Wrapping up the unofficial “Helen Trilogy” that started with “Fever Dream” and “Cold Vengeance,” Douglas Preston and Lincoln Child reveal new surprises and wrap up the long-gestating mysteries of Helen Pendergast and Constance Greene in “Two Graves” (December, hardcover). Like the 11 previous books chronicling retired-but-still-active FBI agent Aloysius Pendergast, it’s a page-turner, although in the long run it won’t rank among the most memorable entries.

I had thought that perhaps Preston and Child’s new Gideon Crew series would be their outlet for completely over-the-top “24”-style action, where the hero gets beaten up to an insane degree but keeps bouncing back. The opening segment, where Pendergast pursues his wife Helen’s kidnappers across most of North America in the span of a couple days, puts a lie to that notion. I was literally giggling out loud at some of the absurdities. To be nitpicky, there are some sloppy moments — the authors work hard to make Pendergast’s quick movement across the Southeast plausible, but then he’s suddenly in Mexico without much explanation about how he got there.

With Pendergast wrapped up in his personal vendetta, NYPD Detective D’Agosta pursues a fascinating mystery where the serial killer expertly disguises himself and somehow knows exactly when to depart the crime scene. He’s clearly toying with the detectives though, as he commits every murder in the same fashion and seems to leave pieces of his own body as part of the grisly tableau.

Two other compelling side plots are more like short stories within the larger story: Dr. Felder searches for proof that Constance is indeed 140 years old despite appearing to be about 30, and Corrie Swanson — Pendergast’s young assistant introduced back in “Still Life With Crows” — investigates her first case: Her estranged dad being framed for a bank robbery.

I found the final act of “Two Graves” — which moves to the jungles of Brazil without really doing justice to the setting the way these authors usually do — to be a bit of a slog, as it’s heavy on action, explosions and violence. Ultimately, D’Agosta, Constance and Corrie get short shrift in this novel. Corrie’s chapters were some of my favorites in the middle of the book, but then the focus moves entirely to Pendergast. The authors go a long way toward making up for this in the final pages, though, as it’s strongly suggested that we’ll get more of Corrie in future books. And while the big Constance mystery is resolved, we’re certainly not done with her either.

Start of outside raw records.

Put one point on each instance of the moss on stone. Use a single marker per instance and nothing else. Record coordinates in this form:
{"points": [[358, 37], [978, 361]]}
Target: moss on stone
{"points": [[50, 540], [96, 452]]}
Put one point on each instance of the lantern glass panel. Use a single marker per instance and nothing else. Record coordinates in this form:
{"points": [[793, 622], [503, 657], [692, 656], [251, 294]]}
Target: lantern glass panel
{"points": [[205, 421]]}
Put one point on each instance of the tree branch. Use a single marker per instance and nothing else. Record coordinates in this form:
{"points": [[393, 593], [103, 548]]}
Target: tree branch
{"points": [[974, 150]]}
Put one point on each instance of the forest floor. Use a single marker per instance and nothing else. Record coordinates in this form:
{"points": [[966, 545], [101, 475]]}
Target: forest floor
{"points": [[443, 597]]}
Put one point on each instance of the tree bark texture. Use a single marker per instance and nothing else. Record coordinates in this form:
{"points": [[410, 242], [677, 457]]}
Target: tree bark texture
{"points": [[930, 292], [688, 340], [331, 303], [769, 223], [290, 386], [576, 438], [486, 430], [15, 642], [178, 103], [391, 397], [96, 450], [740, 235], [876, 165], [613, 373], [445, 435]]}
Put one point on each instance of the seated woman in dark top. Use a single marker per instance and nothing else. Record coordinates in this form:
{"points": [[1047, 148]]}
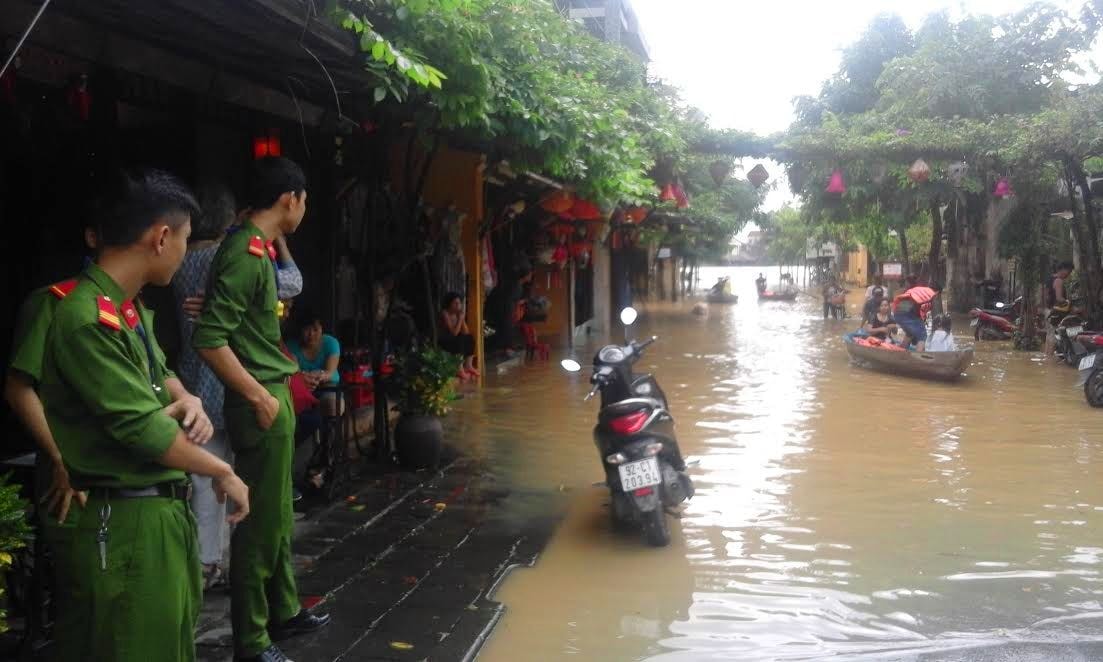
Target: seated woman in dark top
{"points": [[881, 324], [454, 337]]}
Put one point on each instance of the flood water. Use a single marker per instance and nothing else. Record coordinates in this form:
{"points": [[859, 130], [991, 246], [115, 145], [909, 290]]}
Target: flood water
{"points": [[839, 512]]}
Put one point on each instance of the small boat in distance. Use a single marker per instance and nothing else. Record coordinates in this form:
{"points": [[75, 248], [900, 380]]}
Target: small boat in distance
{"points": [[721, 292], [929, 365], [782, 296]]}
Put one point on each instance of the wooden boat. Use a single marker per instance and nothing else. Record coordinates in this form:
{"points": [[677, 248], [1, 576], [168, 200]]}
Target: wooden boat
{"points": [[771, 296], [929, 365], [721, 298]]}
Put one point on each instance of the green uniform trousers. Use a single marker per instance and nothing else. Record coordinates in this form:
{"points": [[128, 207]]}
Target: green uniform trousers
{"points": [[145, 606], [261, 577]]}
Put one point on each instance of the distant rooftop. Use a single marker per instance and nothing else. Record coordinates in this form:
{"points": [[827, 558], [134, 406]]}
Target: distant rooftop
{"points": [[610, 20]]}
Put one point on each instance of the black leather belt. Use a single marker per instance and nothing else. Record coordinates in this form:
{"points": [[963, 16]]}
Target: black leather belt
{"points": [[168, 490]]}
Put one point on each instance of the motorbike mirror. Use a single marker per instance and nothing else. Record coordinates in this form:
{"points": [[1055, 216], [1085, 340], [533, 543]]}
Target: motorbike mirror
{"points": [[628, 316]]}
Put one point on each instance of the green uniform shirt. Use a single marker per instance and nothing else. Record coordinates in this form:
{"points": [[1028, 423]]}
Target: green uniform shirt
{"points": [[29, 343], [241, 305], [104, 403]]}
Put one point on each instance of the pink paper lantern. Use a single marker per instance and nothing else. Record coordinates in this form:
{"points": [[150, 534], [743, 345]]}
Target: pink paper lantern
{"points": [[836, 185]]}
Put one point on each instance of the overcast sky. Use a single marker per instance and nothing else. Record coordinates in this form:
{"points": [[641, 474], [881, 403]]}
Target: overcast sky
{"points": [[743, 61]]}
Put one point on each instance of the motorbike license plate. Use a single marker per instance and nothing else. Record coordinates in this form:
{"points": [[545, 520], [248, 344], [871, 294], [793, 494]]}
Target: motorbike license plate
{"points": [[642, 473]]}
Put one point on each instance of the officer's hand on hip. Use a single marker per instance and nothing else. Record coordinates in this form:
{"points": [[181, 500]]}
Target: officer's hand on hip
{"points": [[61, 494], [189, 412], [231, 487], [267, 407]]}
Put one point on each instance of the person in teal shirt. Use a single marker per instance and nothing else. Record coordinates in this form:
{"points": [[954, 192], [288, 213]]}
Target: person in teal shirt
{"points": [[318, 355]]}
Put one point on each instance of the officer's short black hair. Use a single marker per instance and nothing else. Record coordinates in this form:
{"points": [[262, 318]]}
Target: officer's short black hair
{"points": [[272, 177], [136, 200]]}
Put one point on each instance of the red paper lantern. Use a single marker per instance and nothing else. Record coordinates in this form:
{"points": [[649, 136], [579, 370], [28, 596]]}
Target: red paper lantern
{"points": [[267, 146], [919, 171], [584, 210], [835, 184], [560, 255], [580, 248], [79, 98], [558, 202], [636, 214]]}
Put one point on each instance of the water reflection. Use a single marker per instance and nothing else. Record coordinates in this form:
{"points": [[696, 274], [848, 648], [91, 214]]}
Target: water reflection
{"points": [[839, 511]]}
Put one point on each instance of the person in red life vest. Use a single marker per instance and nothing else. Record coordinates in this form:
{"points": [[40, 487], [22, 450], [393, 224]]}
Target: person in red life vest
{"points": [[910, 309]]}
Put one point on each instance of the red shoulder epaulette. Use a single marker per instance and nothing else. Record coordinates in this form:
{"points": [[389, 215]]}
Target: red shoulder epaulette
{"points": [[108, 313], [62, 289], [257, 247], [130, 313]]}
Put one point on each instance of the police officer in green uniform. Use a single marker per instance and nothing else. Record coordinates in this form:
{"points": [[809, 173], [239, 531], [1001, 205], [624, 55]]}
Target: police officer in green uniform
{"points": [[238, 335], [52, 483], [127, 582]]}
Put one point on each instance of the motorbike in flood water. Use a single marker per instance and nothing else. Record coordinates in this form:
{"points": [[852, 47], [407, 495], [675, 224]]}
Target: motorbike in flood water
{"points": [[644, 470]]}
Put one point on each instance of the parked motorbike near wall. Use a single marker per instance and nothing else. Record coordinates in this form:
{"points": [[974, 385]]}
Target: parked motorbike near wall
{"points": [[644, 470]]}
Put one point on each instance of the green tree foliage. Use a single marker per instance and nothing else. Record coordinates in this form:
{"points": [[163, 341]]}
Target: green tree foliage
{"points": [[13, 530], [988, 91], [521, 79]]}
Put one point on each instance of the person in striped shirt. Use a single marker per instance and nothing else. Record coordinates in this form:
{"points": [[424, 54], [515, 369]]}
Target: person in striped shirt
{"points": [[911, 308]]}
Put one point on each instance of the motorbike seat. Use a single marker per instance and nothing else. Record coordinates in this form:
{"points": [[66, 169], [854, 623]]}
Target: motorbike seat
{"points": [[628, 406]]}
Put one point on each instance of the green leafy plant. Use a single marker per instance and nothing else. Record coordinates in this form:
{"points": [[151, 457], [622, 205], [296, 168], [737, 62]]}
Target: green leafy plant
{"points": [[13, 530], [425, 382]]}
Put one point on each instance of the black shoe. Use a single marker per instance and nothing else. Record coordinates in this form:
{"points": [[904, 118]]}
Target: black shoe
{"points": [[269, 654], [301, 623]]}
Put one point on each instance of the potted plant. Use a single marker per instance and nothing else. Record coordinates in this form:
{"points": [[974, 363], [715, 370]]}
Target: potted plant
{"points": [[13, 534], [425, 384]]}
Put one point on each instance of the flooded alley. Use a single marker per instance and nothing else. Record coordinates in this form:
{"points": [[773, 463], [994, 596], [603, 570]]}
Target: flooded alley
{"points": [[839, 512]]}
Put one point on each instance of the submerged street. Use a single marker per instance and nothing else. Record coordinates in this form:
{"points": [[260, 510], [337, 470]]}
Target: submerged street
{"points": [[839, 512]]}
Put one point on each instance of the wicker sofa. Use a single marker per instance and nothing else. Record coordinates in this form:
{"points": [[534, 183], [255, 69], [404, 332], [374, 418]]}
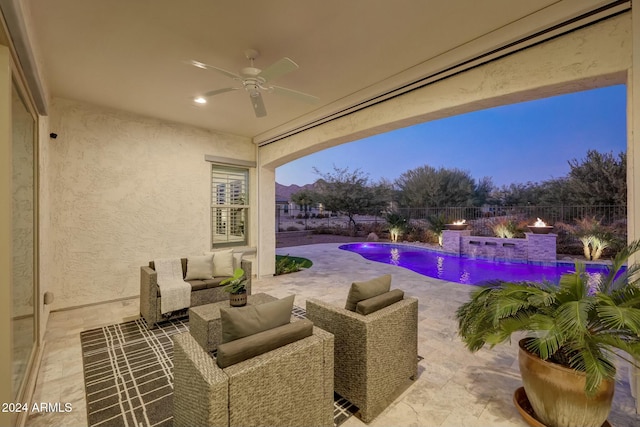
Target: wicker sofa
{"points": [[289, 386], [202, 292], [375, 354]]}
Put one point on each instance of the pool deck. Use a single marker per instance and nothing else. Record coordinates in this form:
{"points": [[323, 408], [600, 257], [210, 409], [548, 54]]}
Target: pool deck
{"points": [[454, 387]]}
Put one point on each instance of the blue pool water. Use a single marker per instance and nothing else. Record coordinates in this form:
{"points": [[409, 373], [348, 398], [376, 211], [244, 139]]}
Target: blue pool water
{"points": [[462, 269]]}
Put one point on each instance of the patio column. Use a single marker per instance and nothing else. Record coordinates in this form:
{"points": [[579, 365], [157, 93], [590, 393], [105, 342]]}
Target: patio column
{"points": [[633, 161], [266, 241]]}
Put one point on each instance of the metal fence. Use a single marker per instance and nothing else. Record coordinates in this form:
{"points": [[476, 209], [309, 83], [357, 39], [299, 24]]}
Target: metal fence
{"points": [[482, 218]]}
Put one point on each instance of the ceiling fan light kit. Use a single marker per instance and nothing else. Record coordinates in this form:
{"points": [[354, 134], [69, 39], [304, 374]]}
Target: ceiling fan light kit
{"points": [[254, 81]]}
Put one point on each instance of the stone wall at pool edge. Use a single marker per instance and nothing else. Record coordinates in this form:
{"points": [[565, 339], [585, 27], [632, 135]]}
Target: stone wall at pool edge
{"points": [[534, 247]]}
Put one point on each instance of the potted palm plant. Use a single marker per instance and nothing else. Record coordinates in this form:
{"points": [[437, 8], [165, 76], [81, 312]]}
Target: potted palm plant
{"points": [[573, 333], [236, 286]]}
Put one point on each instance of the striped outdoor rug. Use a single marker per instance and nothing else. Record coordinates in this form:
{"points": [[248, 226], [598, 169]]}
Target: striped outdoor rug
{"points": [[128, 374]]}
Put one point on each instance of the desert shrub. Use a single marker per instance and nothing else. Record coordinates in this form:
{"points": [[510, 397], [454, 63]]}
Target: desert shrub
{"points": [[416, 233], [431, 237], [286, 265], [597, 240], [507, 228]]}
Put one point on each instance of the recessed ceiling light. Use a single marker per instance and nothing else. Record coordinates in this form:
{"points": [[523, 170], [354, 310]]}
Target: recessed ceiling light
{"points": [[199, 64]]}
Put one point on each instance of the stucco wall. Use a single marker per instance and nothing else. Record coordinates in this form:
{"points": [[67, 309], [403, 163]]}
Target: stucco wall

The “Helen Trilogy,” although an outstanding read, ranks as one of the craziest entries in the Pendergast series, as the authors clearly didn’t put any limits on their imaginations. Next, it might be nice to tone things down with a less world-hopping, more intimate, evocative mystery in the vein of the book that started it all, “Relic”; perhaps Corrie Swanson could take center stage with Pendergast — who I imagine being completely exhausted after the events of “Two Graves” — serving as an adviser from the bowels of his now-legendary Riverside Drive mansion.